Our results showed that the use of ILS or ISS partly addresses the issue of segmental instability in the DA model. Both the two surgical procedures enhance the stability and reduce the load on the anterior column at the surgical level in extension, especially in ILS. These advantages may facilitate the achievement of better clinical outcomes in treating lumbar spinal stenosis. Schmidt et al. reported the clinical outcomes of DA and ILS in treating symptomatic lumbar spinal stenosis after 2 years [15]. The results showed that the clinical success rate was much higher in the ILS group (58.4% vs. 41.7%) [15]. A similar study conducted by Kumar et al. also showed that patients treated with ILS showed greater recovery of symptoms than those treated with decompression alone [14]. In addition, due to the strong support in the posterior column, the foraminal and disc height in the group treated with ILS were well maintained [14].
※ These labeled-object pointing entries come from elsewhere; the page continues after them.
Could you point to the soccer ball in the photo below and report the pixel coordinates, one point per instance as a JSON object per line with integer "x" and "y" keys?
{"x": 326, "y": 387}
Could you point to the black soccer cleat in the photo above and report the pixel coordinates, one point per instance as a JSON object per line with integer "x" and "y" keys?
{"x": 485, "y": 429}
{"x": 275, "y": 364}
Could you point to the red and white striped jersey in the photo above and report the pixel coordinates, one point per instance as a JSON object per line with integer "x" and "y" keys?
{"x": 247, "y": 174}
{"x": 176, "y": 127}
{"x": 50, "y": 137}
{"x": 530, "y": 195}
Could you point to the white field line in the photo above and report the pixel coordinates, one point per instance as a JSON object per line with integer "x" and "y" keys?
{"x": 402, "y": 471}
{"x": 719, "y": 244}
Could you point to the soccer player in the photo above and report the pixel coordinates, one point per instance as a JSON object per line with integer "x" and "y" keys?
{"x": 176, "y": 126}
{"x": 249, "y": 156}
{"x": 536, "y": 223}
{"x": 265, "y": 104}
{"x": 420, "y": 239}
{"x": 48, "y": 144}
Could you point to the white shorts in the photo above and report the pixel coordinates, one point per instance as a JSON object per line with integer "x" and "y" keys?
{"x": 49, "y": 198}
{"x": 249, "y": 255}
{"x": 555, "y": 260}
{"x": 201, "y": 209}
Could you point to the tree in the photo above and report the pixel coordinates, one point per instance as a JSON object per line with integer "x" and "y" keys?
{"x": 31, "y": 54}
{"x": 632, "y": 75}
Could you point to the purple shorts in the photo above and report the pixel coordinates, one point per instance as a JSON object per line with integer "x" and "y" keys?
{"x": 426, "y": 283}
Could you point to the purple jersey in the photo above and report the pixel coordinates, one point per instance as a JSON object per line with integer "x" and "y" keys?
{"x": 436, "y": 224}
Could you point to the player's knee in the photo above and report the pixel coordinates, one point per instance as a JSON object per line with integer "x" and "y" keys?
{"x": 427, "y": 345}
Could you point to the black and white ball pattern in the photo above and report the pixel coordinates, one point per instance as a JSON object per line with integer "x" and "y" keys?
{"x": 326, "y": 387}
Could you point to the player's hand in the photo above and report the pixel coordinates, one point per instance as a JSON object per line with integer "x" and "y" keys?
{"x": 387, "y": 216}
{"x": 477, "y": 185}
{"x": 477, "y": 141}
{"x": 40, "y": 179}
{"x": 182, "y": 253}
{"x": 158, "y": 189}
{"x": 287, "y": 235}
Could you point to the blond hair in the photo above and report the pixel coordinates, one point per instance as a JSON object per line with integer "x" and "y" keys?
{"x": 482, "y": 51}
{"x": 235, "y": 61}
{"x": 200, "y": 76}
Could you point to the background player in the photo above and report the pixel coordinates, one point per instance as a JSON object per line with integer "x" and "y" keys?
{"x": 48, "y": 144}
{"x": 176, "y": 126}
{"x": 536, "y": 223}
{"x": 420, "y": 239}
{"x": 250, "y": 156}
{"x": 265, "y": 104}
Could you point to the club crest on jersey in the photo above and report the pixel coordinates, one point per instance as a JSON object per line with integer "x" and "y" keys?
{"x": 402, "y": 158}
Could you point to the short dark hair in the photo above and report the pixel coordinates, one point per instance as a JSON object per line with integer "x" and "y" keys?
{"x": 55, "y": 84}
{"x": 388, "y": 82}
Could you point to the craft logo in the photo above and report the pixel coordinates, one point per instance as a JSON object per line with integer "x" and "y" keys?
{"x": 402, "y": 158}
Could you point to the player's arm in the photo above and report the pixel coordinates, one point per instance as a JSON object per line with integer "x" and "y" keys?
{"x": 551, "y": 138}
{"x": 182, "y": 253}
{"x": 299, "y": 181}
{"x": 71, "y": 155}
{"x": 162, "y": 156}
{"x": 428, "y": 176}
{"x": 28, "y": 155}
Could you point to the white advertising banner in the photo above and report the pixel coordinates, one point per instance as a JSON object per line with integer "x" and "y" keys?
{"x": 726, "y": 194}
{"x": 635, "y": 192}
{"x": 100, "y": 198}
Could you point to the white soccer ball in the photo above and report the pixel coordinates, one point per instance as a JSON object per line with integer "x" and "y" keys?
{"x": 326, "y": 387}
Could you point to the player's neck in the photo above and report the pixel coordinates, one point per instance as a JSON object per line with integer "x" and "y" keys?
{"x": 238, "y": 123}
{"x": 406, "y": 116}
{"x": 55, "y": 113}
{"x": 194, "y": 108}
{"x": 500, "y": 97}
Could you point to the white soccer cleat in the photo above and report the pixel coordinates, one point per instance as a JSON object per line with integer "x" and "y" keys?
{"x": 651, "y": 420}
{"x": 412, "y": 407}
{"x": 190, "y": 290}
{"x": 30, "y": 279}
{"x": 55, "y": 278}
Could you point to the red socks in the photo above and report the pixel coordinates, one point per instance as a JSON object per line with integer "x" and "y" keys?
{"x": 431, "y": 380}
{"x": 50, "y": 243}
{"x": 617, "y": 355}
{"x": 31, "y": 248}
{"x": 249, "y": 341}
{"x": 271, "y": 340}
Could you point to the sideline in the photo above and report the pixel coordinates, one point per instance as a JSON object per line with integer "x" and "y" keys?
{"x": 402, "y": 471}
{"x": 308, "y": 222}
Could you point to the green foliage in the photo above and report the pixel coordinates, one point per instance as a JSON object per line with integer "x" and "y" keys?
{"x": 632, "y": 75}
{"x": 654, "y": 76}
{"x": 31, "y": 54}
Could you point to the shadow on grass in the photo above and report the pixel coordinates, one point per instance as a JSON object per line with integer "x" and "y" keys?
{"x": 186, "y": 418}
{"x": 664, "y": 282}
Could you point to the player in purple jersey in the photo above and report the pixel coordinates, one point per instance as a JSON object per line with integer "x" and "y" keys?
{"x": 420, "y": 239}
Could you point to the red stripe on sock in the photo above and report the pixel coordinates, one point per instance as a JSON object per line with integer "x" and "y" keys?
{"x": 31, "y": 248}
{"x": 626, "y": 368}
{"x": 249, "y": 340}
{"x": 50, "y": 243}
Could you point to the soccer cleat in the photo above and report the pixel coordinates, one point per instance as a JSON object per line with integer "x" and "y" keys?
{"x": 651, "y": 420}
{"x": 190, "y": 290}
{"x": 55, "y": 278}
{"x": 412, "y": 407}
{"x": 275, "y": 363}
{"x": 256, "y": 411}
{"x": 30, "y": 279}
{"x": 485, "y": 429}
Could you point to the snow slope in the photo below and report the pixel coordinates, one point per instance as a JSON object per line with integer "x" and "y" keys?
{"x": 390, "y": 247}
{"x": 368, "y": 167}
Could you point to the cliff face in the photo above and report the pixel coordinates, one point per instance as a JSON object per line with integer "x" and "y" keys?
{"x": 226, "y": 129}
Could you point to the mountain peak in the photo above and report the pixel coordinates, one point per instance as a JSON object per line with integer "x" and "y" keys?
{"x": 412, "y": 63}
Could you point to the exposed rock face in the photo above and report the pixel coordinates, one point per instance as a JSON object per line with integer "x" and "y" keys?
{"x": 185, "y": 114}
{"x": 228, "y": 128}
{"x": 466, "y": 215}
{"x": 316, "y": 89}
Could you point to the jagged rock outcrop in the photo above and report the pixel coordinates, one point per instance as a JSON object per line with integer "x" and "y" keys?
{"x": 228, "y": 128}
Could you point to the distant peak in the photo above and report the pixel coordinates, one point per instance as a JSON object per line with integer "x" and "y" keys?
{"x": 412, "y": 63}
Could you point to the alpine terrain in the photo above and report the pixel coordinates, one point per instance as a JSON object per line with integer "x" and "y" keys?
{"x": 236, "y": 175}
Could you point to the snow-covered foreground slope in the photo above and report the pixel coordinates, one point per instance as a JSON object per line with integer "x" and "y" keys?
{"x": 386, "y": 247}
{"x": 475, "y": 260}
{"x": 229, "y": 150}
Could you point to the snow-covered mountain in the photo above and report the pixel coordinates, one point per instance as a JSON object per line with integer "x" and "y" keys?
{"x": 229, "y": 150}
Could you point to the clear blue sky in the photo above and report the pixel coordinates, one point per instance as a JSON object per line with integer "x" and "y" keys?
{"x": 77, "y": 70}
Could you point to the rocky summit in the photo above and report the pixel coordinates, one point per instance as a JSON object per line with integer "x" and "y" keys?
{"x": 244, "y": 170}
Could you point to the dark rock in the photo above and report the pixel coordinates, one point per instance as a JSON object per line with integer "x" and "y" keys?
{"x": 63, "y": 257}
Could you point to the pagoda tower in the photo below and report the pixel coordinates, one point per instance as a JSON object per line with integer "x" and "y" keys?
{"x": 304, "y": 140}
Meanwhile, ILS or ISS alleviated the hypermobility and overload at the adjacent levels compared with DF, which might subsequently reduce the risk of adjacent segment degeneration [7, 12]. In an FE study conducted by Shen et al., the results showed that DF significantly increased the ROM at the adjacent levels by 17.7–61.4%, which was much higher than those in ILS and ISS [22]. In addition, DF yielded much higher disc stress and facet joint stress at the adjacent levels than ILS and ISS [22]. Bae et al. retrospectively compared the clinical outcomes of using ILS and DF for treating lumbar spinal stenosis [12]. The results showed that the rate of composite clinical success at the treated level was similar in the ILS and DF groups (64.5% vs. 69.7%) and that both surgical procedures could provide sufficient stability at the treated level [12]. However, at the adjacent level, the DF procedure increased the angular motion by a mean of 1.42°, whereas the ILS procedure effectively maintained the normal kinematics [12]. The author considered that the more physiological mobility at the adjacent level could prevent segmental degeneration in ILS patients [12].

There exist some limitations in this study. First, the intact FE model was construct based on the computed tomography data from a young healthy man, which might underestimate the influence of severe degenerative pathologies on the biomechanical performance of the lumbar spine, such as severe osteoporosis, scoliosis, and significant losses of the disc height and segment lordosis. In addition, some other interlaminar and interspinous devices could be compared in the future to further understand the difference of the biomechanical properties between ILS and ISS.

Conclusion

The ILS or ISS construct preserves better the biomechanical characteristics of the intact lumbar spine compared to the DA and DF constructs and partly addresses the issues of the DA construct in segmental instability and the DF construct in hypermobility and overload at the adjacent levels. Compared to the ISS construct, the ILS construct reduces the stress on the spinous process and on the device itself, potentially minimizing the possible complications. In addition, the ILS construct further reduces the disc stress or excessive range of motion at the surgical level, providing a greater capacity to maintain the natural integrity of the operated spine.